Now, the centroid location of A_c must be determined. Using an center of area computation, this distance is determined to be 11.7" from the compression face and centered on the center of area vertical axis. The concrete area and centroid computation was performed as follows:

The stress acting on the concrete compression area is:

f_c = -0.85*f'_c = -0.85*(5 ksi)
f_c = -4.25 ksi

The distribution of this stress, combined with the steel stress, is depicted in Figure 3.6.1.4.  Note that the concrete stress is substantially less than the steel stress, however, it is applied over a much larger area.

The resultant concrete force is:

C_c = f_c * A_c
C_c = (-4.25 ksi) * (330 in²)
C_c = -1403 kips

Now that all the forces and their locations have been determined we can solve the equilibrium equations to determine the nominal strengths associated with the chosen neutral axis location.

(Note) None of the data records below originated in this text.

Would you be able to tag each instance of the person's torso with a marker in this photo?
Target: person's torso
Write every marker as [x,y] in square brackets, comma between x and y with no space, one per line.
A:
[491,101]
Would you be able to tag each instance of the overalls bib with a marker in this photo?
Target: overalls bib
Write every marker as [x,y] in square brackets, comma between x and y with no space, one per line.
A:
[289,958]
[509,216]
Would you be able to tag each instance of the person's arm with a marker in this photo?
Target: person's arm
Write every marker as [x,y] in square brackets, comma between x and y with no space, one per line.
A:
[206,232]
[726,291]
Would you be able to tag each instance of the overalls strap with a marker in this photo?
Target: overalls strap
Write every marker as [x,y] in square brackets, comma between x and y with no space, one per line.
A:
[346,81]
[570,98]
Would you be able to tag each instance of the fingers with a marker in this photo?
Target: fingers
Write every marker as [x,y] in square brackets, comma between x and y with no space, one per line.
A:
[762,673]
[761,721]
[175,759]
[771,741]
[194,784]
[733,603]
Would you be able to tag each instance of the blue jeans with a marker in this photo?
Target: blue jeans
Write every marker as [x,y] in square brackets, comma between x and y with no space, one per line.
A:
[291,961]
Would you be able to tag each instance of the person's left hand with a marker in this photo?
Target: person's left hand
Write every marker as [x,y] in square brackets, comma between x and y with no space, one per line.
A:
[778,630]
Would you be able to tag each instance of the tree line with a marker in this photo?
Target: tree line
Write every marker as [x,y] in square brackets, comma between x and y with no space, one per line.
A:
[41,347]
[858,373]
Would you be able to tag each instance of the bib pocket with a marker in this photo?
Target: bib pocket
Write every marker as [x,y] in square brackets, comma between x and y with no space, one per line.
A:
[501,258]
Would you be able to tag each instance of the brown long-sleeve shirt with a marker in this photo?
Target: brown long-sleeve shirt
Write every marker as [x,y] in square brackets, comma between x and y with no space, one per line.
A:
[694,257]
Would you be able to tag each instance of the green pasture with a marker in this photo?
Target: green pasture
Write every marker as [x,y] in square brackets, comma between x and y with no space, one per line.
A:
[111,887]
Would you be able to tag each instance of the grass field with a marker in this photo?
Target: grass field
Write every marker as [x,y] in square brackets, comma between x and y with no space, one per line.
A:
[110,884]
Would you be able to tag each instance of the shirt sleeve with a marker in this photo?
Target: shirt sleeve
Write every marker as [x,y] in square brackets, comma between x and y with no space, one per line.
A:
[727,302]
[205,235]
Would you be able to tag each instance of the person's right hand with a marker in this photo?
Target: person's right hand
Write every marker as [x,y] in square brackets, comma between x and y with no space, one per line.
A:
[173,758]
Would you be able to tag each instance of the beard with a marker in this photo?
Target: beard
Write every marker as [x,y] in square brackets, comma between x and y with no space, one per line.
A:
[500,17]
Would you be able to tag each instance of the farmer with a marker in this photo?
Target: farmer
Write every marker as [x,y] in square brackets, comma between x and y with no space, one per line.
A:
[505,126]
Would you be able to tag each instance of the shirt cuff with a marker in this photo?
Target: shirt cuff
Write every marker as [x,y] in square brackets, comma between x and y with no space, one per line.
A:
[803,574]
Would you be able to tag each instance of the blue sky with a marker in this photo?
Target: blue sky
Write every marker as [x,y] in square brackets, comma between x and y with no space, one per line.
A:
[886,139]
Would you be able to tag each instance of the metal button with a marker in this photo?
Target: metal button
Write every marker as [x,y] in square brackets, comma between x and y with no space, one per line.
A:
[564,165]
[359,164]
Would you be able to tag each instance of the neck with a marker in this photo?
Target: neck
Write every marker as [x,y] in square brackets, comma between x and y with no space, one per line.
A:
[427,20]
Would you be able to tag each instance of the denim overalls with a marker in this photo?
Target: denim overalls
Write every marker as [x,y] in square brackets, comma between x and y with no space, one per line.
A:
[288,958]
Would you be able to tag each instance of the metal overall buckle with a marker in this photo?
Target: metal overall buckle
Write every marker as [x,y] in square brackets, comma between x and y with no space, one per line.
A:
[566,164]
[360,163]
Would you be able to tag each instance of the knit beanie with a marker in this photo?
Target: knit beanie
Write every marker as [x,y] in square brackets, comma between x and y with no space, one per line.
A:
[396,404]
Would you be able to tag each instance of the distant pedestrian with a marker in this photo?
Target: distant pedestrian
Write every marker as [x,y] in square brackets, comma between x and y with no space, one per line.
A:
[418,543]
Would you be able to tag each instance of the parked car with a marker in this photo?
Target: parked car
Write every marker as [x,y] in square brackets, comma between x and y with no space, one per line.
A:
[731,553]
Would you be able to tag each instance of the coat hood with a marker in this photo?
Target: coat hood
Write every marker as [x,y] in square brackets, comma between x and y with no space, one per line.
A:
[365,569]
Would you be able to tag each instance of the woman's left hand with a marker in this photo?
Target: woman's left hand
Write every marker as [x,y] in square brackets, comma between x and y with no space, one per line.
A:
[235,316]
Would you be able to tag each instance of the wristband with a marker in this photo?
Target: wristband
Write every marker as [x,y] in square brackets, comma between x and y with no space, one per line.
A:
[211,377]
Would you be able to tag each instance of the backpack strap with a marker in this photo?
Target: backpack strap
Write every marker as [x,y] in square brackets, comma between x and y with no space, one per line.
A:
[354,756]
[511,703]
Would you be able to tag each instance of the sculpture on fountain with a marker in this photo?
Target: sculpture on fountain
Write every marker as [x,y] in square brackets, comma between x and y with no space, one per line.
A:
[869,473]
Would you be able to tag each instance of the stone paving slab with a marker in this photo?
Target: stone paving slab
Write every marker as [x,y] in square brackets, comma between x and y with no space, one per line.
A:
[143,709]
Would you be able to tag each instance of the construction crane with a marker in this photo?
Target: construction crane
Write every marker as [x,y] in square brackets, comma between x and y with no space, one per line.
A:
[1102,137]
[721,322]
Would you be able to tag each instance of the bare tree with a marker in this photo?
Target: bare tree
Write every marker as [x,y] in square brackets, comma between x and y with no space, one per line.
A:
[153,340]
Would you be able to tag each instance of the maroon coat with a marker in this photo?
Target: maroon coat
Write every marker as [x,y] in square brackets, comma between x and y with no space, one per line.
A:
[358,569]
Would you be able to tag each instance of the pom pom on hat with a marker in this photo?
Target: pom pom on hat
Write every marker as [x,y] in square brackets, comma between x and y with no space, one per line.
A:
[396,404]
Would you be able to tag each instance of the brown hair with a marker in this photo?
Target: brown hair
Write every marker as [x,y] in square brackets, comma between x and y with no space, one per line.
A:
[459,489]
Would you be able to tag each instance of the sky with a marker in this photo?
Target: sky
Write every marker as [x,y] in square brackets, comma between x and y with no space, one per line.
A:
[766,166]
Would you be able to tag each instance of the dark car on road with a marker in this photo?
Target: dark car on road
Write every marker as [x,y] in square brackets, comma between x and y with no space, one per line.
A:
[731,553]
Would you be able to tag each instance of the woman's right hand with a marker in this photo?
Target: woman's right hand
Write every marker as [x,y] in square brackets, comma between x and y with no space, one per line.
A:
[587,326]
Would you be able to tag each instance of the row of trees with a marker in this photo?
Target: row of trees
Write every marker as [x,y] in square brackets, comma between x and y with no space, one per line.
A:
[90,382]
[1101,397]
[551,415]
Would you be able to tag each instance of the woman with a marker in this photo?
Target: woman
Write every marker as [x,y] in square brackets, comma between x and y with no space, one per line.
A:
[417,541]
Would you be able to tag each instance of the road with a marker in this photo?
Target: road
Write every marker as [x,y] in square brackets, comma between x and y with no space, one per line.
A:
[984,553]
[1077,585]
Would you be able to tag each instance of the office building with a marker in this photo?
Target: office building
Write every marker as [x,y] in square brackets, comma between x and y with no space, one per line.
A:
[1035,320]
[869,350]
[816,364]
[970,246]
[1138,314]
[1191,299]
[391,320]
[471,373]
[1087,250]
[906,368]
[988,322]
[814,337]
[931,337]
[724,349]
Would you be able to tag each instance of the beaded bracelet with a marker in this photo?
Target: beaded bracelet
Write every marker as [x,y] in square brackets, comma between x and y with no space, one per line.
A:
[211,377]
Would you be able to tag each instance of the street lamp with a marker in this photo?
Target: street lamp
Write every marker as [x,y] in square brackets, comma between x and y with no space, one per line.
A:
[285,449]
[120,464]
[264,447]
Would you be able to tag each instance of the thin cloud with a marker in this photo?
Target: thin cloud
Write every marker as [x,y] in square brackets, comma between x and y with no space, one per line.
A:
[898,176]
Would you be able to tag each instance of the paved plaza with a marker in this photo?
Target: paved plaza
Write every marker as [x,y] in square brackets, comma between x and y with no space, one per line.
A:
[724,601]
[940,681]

Refer to Figure 3.6.1.5 for the forces used to compute P_n and M_nx.  Tension positive notation is used with all the vectors being shown in their positive (tensile) direction as acting on the section face.

To find P_n, the nominal axial force located at the section centroid, the sum of forces equilibrium equation is written using tension positive notation as:

0 = -P_n +C_c + T_S1 + T_S2 + T_S3
P_n = (-180 k) + (-73.1 k) + (+55.7 k) + (-1403 k)
P_n = -1600 kips (compression)

Next, we determine M_nx, the moment about the "X" axis. This is done by computing moment equilibrium about the "X" axis using right hand rule moment notation.

0 = -M_nx - T_S1*|18"-3"| - T_S2*|18"-18"| + T_S3*|18"-33"| - C_c*|18"-11.7"|
M_nx = -(-108 k)*(15") - (-73.1 k)*(0) + (55.7 k)*(15") - (-1403 k)*(5.3")
M_nx = 2700 in-k + 0.00 in-k + 835 in-k + 8785 in-k
M_nx = +12,320 in-k = +1027 ft-k

Note that, due to symmetry of areas and forces, all the forces computed are centered on the centroidal "Y" axis in this case. This means that none of the forces create moment about the centroidal "Y" axis and hence:

M_ny = 0.00 ft-k

Part (a) Result:

P_n = -1600 kips (compression),
M_nx = +1027 ft-k,
M_ny = 0.00 ft-k

Part (b)

A general spreadsheet for this problem has been created so that the nominal strengths can be determined for any location of neutral axis.

Using the spreadsheet, solutions were found for a sufficient number of cases (i.e. locations of "c") to create an interaction curve for axial force and bending about the "X" axis.  Table 3.6.1.1 lists the results and Figure 3.6.1.5 is the graph of the results.